A minimal MCP server is a Python script that reads JSON-RPC from stdin and writes to stdout:

#!/usr/bin/env python3
import json, sys

def read():
    line = sys.stdin.readline()
    return json.loads(line.strip()) if line else None

def send(msg):
    sys.stdout.write(json.dumps(msg) + "\n")
    sys.stdout.flush()

def respond(id, result):
    send({"jsonrpc": "2.0", "id": id, "result": result})

while True:
    msg = read()
    if not msg:
        break
    method = msg.get("method", "")
    id = msg.get("id")

    if method == "initialize":
        respond(id, {
            "protocolVersion": "2025-06-18",
            "capabilities": {"tools": {}},
            "serverInfo": {"name": "my-tool", "version": "1.0.0"}
        })
    elif method == "notifications/initialized":
        pass
    elif method == "tools/list":
        respond(id, {"tools": [{
            "name": "my_tool",
            "description": "What it does",
            "inputSchema": {
                "type": "object",
                "properties": {"input": {"type": "string"}},
                "required": ["input"]
            }
        }]})
    elif method == "tools/call":
        args = msg["params"]["arguments"]
        result = "your result here"
        respond(id, {
            "content": [{"type": "text", "text": result}],
            "isError": False
        })
    elif method == "ping":
        respond(id, {})

Then use it:

apfel --mcp ./my-tool.py "question that needs the tool"

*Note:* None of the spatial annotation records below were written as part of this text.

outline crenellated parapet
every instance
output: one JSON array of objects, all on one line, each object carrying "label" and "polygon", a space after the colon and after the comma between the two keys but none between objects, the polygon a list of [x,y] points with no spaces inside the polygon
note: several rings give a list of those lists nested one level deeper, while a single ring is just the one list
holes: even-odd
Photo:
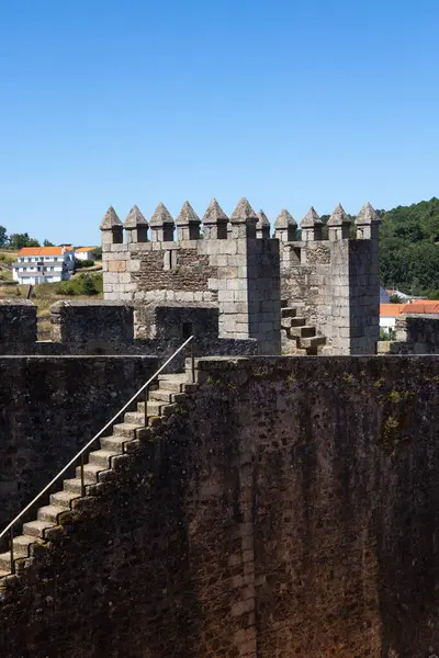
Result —
[{"label": "crenellated parapet", "polygon": [[[200,218],[202,217],[202,219]],[[102,220],[105,299],[136,304],[213,304],[227,338],[257,338],[278,353],[280,298],[327,338],[327,353],[373,353],[379,339],[379,224],[368,203],[354,222],[339,204],[325,226],[312,206],[301,225],[284,208],[273,225],[243,197],[226,213],[187,201],[176,218],[160,203],[147,220]]]},{"label": "crenellated parapet", "polygon": [[149,223],[134,206],[125,241],[113,209],[101,228],[105,299],[212,304],[222,338],[257,339],[263,353],[280,352],[279,242],[247,198],[229,217],[213,198],[202,220],[188,201],[176,219],[160,203]]}]

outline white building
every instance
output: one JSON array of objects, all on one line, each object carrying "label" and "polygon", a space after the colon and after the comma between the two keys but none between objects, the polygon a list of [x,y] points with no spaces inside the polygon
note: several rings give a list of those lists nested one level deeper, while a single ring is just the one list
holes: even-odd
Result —
[{"label": "white building", "polygon": [[94,250],[98,247],[79,247],[75,249],[75,258],[77,260],[94,260]]},{"label": "white building", "polygon": [[12,264],[20,284],[68,281],[75,269],[75,251],[68,247],[24,247]]}]

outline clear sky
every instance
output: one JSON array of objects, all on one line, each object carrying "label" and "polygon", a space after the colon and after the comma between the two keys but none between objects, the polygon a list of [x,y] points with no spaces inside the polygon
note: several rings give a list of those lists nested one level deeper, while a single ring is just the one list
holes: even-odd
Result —
[{"label": "clear sky", "polygon": [[0,225],[439,195],[438,0],[0,0]]}]

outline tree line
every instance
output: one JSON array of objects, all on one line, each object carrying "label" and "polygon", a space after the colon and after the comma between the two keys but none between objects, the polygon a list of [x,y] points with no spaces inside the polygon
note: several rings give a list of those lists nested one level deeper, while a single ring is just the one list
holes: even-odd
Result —
[{"label": "tree line", "polygon": [[54,247],[49,240],[44,240],[43,245],[35,238],[31,238],[27,232],[8,235],[4,226],[0,226],[0,249],[12,249],[14,251],[23,247]]}]

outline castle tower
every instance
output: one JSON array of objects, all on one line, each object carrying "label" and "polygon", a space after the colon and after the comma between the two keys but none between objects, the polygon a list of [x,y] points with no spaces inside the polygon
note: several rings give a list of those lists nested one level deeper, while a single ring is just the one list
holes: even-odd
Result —
[{"label": "castle tower", "polygon": [[294,242],[296,240],[297,223],[294,217],[283,208],[274,222],[274,237],[281,242]]},{"label": "castle tower", "polygon": [[159,203],[149,222],[153,241],[172,242],[175,227],[172,215],[162,203]]},{"label": "castle tower", "polygon": [[329,240],[347,240],[349,238],[351,220],[345,213],[341,204],[338,204],[328,219]]},{"label": "castle tower", "polygon": [[380,216],[368,202],[356,218],[357,238],[359,240],[378,240],[380,234]]},{"label": "castle tower", "polygon": [[212,198],[203,217],[205,240],[227,240],[228,217],[216,201]]},{"label": "castle tower", "polygon": [[177,240],[199,240],[201,219],[191,204],[185,201],[176,219]]},{"label": "castle tower", "polygon": [[302,219],[301,228],[302,240],[304,242],[316,242],[317,240],[322,240],[323,222],[320,220],[313,206],[311,206],[311,208]]},{"label": "castle tower", "polygon": [[113,206],[106,211],[99,228],[102,231],[102,251],[110,251],[111,245],[123,243],[123,224]]},{"label": "castle tower", "polygon": [[257,238],[269,238],[270,237],[270,220],[263,211],[259,211],[257,214],[258,222],[256,224],[256,237]]},{"label": "castle tower", "polygon": [[256,238],[257,223],[258,217],[254,208],[250,206],[247,198],[243,196],[230,216],[232,239]]},{"label": "castle tower", "polygon": [[127,214],[124,227],[127,245],[148,241],[148,223],[136,205]]}]

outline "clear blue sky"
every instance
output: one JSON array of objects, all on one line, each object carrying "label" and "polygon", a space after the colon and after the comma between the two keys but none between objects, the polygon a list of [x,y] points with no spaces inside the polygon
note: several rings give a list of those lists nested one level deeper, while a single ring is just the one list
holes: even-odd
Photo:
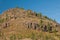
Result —
[{"label": "clear blue sky", "polygon": [[16,6],[42,12],[60,23],[60,0],[0,0],[0,13]]}]

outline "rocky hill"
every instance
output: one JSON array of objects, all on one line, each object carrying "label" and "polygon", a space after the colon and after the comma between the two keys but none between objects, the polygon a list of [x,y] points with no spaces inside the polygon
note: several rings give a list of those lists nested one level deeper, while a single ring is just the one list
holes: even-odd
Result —
[{"label": "rocky hill", "polygon": [[60,24],[23,8],[11,8],[0,15],[0,40],[60,40]]}]

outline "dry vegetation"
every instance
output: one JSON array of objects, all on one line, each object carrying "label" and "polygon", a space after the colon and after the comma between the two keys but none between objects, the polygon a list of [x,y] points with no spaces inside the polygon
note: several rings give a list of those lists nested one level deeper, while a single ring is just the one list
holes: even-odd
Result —
[{"label": "dry vegetation", "polygon": [[23,8],[0,15],[0,40],[60,40],[59,28],[55,20]]}]

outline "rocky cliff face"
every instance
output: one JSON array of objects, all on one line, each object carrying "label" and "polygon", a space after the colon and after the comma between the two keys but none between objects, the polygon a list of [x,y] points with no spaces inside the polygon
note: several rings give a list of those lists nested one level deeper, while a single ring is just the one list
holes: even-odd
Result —
[{"label": "rocky cliff face", "polygon": [[26,31],[31,30],[53,33],[54,30],[59,31],[58,27],[54,20],[31,10],[12,8],[0,15],[0,31],[7,37],[10,34],[28,33]]}]

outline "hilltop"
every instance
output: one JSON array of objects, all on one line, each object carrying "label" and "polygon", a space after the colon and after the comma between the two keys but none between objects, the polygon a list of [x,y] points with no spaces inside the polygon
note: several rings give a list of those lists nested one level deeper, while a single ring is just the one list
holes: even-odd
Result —
[{"label": "hilltop", "polygon": [[23,8],[11,8],[0,15],[1,40],[60,40],[59,28],[55,20]]}]

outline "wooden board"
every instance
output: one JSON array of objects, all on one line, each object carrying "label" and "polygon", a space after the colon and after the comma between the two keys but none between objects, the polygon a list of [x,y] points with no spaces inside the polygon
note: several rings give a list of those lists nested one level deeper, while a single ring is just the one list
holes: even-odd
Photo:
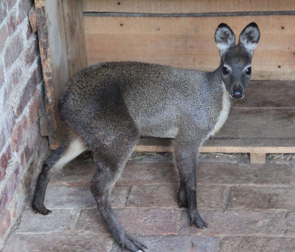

Tips for Apple's ~3B model

Use multiple simple tools instead of one complex tool. The model picks function names well but improvises argument structures.
Keep descriptions short with an example: "Add two numbers. Example: add(a=10, b=3) returns 13".
Use simple types. number and string work best. Nested objects and enums are unreliable.
Tolerate improvised keys. The model might send {"number1": 5} instead of {"a": 5}.
Name tools as verbs. multiply, search, translate - not math_operation.

Limitations

4096 token context window. Tool definitions, question, tool result, and final answer must all fit.
One tool call per turn. Multi-tool chains require multiple round trips.
No guaranteed schema compliance. The model follows schemas loosely. Your server must handle unexpected argument formats.
No streaming for tool calls. Tool call responses are always non-streaming.
Default 5s timeout. MCP startup and tool calls timeout after 5 seconds. Use --mcp-timeout <seconds> or APFEL_MCP_TIMEOUT for slow/remote servers.
Safety guardrails apply. Apple's content filters can block tool calls containing flagged words.

MCP protocol reference

Transport: stdio (JSON-RPC 2.0, one message per line).

Method	Direction	Response
`initialize`	client -> server	Required
`notifications/initialized`	client -> server	None (notification)
`tools/list`	client -> server	Required
`tools/call`	client -> server	Required
`ping`	client -> server	Empty result

See mcp/calculator/server.py for a complete working example.

Ready-made MCPs

apfel-mcp.franzai.com - three token-budget-optimized MCP servers for apfel's 4096-token context window:
- apfel-mcp-url-fetch - fetch a URL, extract the main article with Readability, return clean Markdown. SSRF blocklist, 6000-char hard cap.
- apfel-mcp-ddg-search - DuckDuckGo web search via direct HTML scrape. No API key. 2000-char hard cap.
- apfel-mcp-search-and-fetch - the flagship compound tool. Searches AND fetches the top N result pages in ONE tool call. Saves ~500 tokens of schema/state overhead vs chaining separate tools. Declared as both search and web_search so the 3B model's hallucinated tool names still route correctly.
- Install with brew install Arthur-Ficial/tap/apfel-mcp
- Repo: github.com/Arthur-Ficial/apfel-mcp - open for contributions of new apfel-optimized MCPs. See apfel-mcp.franzai.com/#contribute for the rules and idea list.